Sesungguhnya wilayah dialog batin tidaklah jauh dari kita. Ia bukan sebuah ruang maya yang perlu dicari dengan susah payah. Kita bahkan kerap mengunjunginya, sepanjang ziarah pembatinan diri. Hanya saja kita tak cukup berani memaknainya dalam realitas pertarungan kemanusiaan kita. Karena memang dialog batin mengharuskan keberanian. Untuk memaknakan cinta kasih pada ranah kemanusiaan. Untuk mengalungkan pengorbanan diri pada kursi para penguasa. Untuk melekatkan keadilan pada lidah para pendekar hukum. Untuk menyiramkan pengampunan pada api dendam dan amarah. Untuk melahirkan perdamaian dari rahim permusuhan dan kebencian.

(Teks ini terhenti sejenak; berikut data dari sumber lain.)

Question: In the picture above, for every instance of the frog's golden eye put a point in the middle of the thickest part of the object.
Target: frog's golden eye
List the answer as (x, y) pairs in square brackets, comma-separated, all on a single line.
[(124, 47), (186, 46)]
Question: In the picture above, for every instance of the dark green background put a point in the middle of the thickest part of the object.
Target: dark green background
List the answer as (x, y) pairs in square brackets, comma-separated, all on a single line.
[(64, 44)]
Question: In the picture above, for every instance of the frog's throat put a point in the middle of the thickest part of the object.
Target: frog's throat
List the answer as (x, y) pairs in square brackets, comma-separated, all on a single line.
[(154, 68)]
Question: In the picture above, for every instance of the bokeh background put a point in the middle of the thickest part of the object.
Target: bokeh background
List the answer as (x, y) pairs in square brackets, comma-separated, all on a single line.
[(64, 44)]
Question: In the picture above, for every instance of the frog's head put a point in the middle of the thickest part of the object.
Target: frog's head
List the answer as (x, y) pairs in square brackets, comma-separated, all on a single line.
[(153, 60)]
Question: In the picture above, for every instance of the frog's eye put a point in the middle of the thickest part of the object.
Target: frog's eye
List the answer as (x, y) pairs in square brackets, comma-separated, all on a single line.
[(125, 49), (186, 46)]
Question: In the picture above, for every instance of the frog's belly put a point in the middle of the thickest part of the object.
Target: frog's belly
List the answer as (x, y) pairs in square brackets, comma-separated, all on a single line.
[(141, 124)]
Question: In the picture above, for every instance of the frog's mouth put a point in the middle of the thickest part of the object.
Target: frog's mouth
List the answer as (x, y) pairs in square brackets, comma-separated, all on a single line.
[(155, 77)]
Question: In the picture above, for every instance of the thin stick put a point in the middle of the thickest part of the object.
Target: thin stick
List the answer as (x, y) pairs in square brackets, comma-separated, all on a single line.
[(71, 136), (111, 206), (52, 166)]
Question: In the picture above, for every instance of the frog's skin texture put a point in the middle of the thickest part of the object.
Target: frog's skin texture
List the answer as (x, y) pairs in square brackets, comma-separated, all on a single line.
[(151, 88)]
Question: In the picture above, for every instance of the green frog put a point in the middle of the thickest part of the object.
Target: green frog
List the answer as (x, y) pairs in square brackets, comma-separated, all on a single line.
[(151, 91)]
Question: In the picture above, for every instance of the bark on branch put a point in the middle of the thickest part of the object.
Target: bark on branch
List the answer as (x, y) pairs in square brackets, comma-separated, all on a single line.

Ziarah perdamaian di kedalaman dialog batin bukan lalu berarti menisbikan ketidakadilan dan ketidakbenaran, di bawah ketiak cinta kasih dan pengampunan. Sebaliknya melalui dialog batin diperoleh keberanian jiwa, untuk mewartakan keadilan dan kebenaran. Tetapi juga kebesaran budi untuk menerima maknawi keadilan dan kebenaran hakiki. Sekalipun mungkin terasa pahit, untuk dikunyah dan ditelan. Karena mengunyah akar pahit keadilan dan kebenaran, adalah jauh lebih berguna untuk menggandakan takaran kemanusiaan kita. Ketimbang mengulum pucuk manis ketidakadilan dan ketidakbenaran. Demi kalungan untaian kuasa dan uang yang temporer, yang selamanya harus tertanggalkan ketika kita masuki percakapan nurani. Karenanya ziarah perdamaian harus terus berlanjut. Sampai tempayan nurani mengalirkan keadilan dan kebenaran, untuk menggemburkan lahan cinta kasih dan pengampunan.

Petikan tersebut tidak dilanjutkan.